In 1973, a mere two years after founding the brand, Osti revolutionized garment-dyeing, a process that sees garments made from raw, uncolored fabrics, and then dyed. What Osti and C.P. Company brought to the table was applying the garment-dyeing process to pieces made from multiple fabrics and textiles, which created rich, diverse color palettes that would develop awe-inspiring patinas as they aged with wear. In 1981, C.P. Company became the first to garment-dye synthetic fabrics, as opposed to natural ones—a process Stone Island would later turn into its trademark.

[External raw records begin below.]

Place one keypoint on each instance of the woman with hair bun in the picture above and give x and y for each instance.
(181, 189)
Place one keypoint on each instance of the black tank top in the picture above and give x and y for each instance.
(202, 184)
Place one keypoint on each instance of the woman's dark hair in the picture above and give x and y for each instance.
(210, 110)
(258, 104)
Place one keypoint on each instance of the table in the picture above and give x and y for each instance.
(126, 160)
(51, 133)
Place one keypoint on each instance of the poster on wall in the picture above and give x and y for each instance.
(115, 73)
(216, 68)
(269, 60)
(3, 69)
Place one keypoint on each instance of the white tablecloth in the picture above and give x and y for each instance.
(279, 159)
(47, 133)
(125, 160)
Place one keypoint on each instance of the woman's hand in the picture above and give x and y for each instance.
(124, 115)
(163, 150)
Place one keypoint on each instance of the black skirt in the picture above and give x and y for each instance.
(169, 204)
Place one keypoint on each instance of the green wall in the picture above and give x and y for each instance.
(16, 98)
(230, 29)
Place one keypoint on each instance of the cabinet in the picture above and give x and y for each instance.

But, at its roots, garment-dyeing is synonymous with C.P. Company.

The use of garment-dyeing is particularly notable when you think about what C.P. Company clothes actually look like – the process ends up completely transforming a canvas that is otherwise cold and colorless. The pieces themselves have a militaristic vibe to them that occasionally borders on the dystopian—see the brand’s famed Mille Miglia jacket, which features fold-down goggles on the hood that call to mind trench warfare-era gas masks. Plenty of ingeniously placed pockets or cleverly zippered compartments leave no illusion that these pieces are meant to serve a real-world purpose—cold, calculated design. But, as Pungetti points out, garment-dyeing adds “a warmth [and] something more romantic” to the pieces. Grigoletti, the marketing director, adds that “the garment-dyeing technique adds nuance and a human touch” to the pieces.

It also allows C.P. Company to create pieces that defy belief. Acronym co-founder Errolson Hugh still remembers the first time that he saw a reflective jacket, while visiting Studio Osti in Bologna, in the mid-’90s. “I saw my first reflective jacket (in blue!) on the back of Lorenzo Osti [Massimo’s son], as he came into the studio,” he recalls. “My jaw was on the floor and obviously nothing was the same after that.”

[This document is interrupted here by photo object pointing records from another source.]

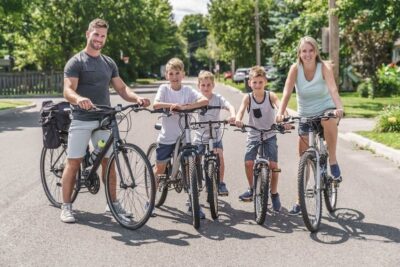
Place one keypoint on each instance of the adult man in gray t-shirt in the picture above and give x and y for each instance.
(87, 77)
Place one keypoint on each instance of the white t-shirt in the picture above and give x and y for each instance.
(171, 130)
(202, 135)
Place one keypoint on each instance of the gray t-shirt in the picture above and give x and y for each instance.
(171, 130)
(202, 135)
(94, 74)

This is a recurring theme when talking to people about C.P. Company. “There was this magenta Watch Viewer jacket from two or three years ago that almost felt like crepe paper,” says Daniel Sandison, co-founder and editor-in-chief of Mundial, the soccer culture-centric magazine, and formerly of Hypebeast. “It was hot pink when everybody else was wearing a black Stone Island jacket. But I love that jacket because you looked like a paninaro in Milan in 1982.”

That aesthetic is central to C.P.’s identity and its success, particularly on British football terraces. “It’s Osti,” Sandison says. “It felt unreachable and luxurious in the early ‘90s—it wasn’t the aesthetic of working class Britain and they wanted to feel like they were from Florence or Milan. It was about looking like you were on a boat and not on a council estate.”

In some respects, C.P. Company has been the victim of its own success: Osti paved the way for a new generation of techwear brands—Acronym, Guerrilla Group, Nemen, and, yes, even Stone Island—while also hipping more traditional brands to the growing demand for functional sportswear. It mastered techniques that are now more closely associated with rival brands. It helped create the blueprint for the modern techwear aesthetic: the pockets, the fabrics, the urban utilitarian ethos behind the designs.